It is trivial to fit several compressed curve points (i.e. signatures) in a single packet, whereas you can't even fit two RSA signatures in a minimum-safe-to-assume DNS UDP reply packet after accounting for padding and ASN.1 overhead.

I get the feeling that there is some faction that really hates UDP and they sort of hijacked the DNSSEC situation to use as a lever to force people to allow DNS-over-TCP.

That seems to be backfiring, however, and DNSSEC has wound up taking a bullet for the UDP-haters.

Many very-large networks simply can't afford for their DNS traffic to be exposed to TCP's intrusion-detection malleability and slowloris (resource exhaustion) attacks. These networks appear to be simply ignoring the "thou must TCP thine DNS" edict. DNSSEC is not a good enough carrot for them. I think ditching RSA would have been a more pragmatic choice than ditching UDP or skipping DNSSEC.

1 comments

Dunno why there are so many foot-draggers failing to deploy better DNSSEC algorithms. I’m grumpy about SHA-1 in particular https://datatracker.ietf.org/doc/html/draft-fanf-dnsop-sha-l...

When I query vjhv.verisign.com I get a response containing four 2048 bit RSA-SHA-2 signatures in 1049 bytes which is well within the EDNS MTU for unfragmented UDP, so I’m not convinced the problem is as bad as you paint it. There have been problems with EDNS trying to use fragmented UDP, but that has been reduced a lot by newer software being more cautious about message size limits for DNS over UDP.

DNS needs TCP even in the absence of DNSSEC, because there are queries you cannot resolve without it. Some operators might convince themselves they can get away without it, but they will probably suffer subtle breakage.

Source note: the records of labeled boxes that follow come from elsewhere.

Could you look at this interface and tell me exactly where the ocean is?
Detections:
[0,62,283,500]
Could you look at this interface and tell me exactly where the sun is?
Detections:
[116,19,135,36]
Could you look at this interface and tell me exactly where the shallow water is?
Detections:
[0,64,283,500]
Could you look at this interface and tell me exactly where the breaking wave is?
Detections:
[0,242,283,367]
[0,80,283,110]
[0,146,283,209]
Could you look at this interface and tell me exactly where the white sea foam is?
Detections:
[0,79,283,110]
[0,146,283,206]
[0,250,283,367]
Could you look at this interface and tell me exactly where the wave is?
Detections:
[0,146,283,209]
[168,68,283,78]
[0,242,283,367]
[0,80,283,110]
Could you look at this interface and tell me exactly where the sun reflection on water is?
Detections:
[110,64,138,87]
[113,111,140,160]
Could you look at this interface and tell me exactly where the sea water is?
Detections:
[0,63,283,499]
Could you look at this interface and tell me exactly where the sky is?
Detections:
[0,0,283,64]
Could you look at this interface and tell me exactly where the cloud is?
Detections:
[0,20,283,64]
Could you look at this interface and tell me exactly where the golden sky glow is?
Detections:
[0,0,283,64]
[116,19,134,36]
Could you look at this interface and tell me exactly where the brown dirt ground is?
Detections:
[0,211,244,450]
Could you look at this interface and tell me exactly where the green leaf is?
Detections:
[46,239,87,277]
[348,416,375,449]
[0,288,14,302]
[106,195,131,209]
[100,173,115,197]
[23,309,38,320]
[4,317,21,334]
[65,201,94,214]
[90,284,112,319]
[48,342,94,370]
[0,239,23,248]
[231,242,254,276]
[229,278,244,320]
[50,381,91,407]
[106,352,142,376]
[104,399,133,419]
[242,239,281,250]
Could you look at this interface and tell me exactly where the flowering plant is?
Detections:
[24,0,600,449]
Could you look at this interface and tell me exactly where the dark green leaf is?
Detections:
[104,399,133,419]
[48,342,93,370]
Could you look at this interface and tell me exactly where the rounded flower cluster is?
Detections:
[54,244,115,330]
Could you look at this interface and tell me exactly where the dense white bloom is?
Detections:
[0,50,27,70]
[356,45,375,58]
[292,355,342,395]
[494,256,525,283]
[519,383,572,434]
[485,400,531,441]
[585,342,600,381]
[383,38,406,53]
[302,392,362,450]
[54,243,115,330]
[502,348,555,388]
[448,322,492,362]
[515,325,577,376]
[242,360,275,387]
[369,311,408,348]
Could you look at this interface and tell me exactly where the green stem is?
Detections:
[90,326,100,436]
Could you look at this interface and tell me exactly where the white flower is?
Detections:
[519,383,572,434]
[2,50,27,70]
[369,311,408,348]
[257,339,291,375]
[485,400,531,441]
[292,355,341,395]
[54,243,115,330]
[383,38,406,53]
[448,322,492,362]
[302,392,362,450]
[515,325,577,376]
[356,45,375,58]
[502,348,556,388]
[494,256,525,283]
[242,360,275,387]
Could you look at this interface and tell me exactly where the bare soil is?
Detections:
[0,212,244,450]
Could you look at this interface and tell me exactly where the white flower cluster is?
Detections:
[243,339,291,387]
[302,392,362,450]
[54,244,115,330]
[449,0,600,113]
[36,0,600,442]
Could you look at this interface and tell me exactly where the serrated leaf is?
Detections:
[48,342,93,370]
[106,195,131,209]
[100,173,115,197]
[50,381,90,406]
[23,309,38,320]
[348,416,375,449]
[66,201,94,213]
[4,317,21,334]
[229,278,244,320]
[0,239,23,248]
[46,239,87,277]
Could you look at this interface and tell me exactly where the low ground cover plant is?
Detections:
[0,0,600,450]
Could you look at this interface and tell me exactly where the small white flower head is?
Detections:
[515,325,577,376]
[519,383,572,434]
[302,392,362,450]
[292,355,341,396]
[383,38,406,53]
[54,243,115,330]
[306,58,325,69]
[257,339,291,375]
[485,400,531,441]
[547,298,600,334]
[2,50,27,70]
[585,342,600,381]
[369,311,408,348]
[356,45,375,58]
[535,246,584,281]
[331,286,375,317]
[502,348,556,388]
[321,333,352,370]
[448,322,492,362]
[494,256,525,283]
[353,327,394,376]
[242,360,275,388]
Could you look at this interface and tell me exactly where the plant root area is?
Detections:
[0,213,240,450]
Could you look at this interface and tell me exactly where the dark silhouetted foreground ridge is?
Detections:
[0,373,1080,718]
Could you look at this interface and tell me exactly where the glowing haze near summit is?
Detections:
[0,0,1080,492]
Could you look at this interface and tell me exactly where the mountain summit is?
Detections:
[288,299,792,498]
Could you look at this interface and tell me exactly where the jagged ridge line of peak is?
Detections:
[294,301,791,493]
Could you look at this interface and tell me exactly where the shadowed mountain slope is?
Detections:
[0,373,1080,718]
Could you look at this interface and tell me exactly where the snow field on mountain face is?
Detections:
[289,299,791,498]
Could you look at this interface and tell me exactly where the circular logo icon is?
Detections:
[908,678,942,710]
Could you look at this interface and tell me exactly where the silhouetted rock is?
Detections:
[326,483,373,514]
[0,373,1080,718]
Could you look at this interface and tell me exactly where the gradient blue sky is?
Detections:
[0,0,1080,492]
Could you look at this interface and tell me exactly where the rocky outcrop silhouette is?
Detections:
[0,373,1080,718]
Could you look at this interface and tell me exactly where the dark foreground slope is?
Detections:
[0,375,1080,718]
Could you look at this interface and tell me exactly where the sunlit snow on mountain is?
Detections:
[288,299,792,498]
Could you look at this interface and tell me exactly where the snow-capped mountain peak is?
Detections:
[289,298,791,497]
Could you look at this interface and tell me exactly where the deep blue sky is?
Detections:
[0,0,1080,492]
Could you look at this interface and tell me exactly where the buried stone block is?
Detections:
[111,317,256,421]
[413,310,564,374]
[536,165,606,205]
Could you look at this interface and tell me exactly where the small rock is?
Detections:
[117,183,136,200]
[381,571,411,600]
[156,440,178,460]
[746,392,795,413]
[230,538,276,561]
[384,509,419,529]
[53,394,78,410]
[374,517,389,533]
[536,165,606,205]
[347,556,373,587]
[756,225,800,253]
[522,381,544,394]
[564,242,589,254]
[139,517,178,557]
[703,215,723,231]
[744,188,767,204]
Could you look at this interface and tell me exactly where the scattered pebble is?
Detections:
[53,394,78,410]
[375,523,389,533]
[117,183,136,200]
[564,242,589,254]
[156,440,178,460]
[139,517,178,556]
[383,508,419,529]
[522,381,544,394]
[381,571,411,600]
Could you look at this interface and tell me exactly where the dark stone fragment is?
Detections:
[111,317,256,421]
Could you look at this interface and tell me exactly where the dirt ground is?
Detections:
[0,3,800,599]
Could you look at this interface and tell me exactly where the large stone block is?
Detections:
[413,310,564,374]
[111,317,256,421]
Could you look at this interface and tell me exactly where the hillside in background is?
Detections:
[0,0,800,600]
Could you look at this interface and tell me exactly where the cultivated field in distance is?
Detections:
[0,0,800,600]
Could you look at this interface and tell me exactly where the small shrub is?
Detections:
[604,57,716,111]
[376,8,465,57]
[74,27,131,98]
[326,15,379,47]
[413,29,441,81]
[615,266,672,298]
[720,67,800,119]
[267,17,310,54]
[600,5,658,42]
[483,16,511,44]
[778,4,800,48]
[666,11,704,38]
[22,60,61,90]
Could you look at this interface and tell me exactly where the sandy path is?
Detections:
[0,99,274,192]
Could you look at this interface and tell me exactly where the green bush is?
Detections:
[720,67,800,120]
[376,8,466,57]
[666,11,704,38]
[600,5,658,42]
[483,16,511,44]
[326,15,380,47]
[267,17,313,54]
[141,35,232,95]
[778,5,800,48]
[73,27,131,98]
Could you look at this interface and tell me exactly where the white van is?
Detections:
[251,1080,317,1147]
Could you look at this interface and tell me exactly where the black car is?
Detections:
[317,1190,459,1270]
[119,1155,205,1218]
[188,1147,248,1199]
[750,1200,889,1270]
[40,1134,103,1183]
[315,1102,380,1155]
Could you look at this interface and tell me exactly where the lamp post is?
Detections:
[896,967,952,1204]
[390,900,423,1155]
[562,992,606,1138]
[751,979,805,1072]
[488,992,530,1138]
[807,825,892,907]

> four 2048 bit RSA-SHA-2 signatures in 1049 bytes which is well within the EDNS MTU for unfragmented UDP

I was referring to the non-EDNS 512-byte limit.

Yes, you get ~2.5 times more with EDNS. Still, four records is not a lot.

> DNS needs TCP even in the absence of DNSSEC, because there are queries you cannot resolve without it.

Theoretically? Perhaps. Some would argue that connectionless DNS is valuable enough that people should not create those resource records. Before DNSSEC that was a working consensus. And with ECC it could be once again.

That's the opposite of the direction Internet cryptography is going, given hybrid PQC and classical systems.
The bloaty key/signature size is only a problem with the PQ encryption systems.

For signing only there are much more efficient PQ cryptosystems, with signatures around the same size as ECC. If DNSSEC ever adopts PQC it will be one of those systems.

Here are two of the earliest, and easiest to understand. There are much better ones now.

https://en.wikipedia.org/wiki/Lamport_signature#Short_keys_a...

https://en.wikipedia.org/wiki/Merkle_signature_scheme

Mostly, it's because very few serious engineering organizations deploy DNSSEC at all, so the best practices and tooling support aren't there.